H. 13,54 cm ; L. 4,37 cm ; P. 1,2 cm
Os, tibia gauche de bœuf, face postérieure
Co. 2239
Cassée en partie inférieure, l’applique a fait anciennement l’objet d’un traitement de consolidation, évitant que le revers ne se désintègre davantage. En effet, le dos de la pièce présente une desquamation de la surface, ainsi qu’un réseau de fissures parallèles au fil de l’os, dans lequel subsistent encore les traces d’un agent consolidant.

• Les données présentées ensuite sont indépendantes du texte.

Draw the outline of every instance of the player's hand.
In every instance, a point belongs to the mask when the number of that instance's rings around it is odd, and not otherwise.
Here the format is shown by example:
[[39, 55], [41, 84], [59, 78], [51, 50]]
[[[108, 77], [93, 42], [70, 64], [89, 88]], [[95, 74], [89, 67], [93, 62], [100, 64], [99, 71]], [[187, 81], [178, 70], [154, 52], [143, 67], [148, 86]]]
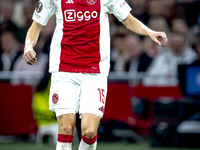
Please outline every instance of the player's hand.
[[23, 59], [29, 65], [35, 64], [37, 62], [35, 51], [33, 49], [25, 49]]
[[158, 45], [161, 47], [166, 47], [167, 46], [167, 36], [165, 32], [150, 32], [149, 33], [150, 38], [156, 42]]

Sur les couches supérieures conservées de la cavité médullaire se distinguent les traces de radicelles ; s’y ajoutaient, avant restauration, notamment le long des cassures, des pertes de matière. Ce réseau de fissures est nettement moins visible sur la face principale de la pièce, se réduisant à un fendillement généralisé. Les angles de la partie supérieure sont endommagés par des éclats. D’autres petits éclats sont à signaler sur toute la hauteur du bord dextre. L’état d’usure de la face principale est également très prononcé, le relief ayant perdu de sa vigueur.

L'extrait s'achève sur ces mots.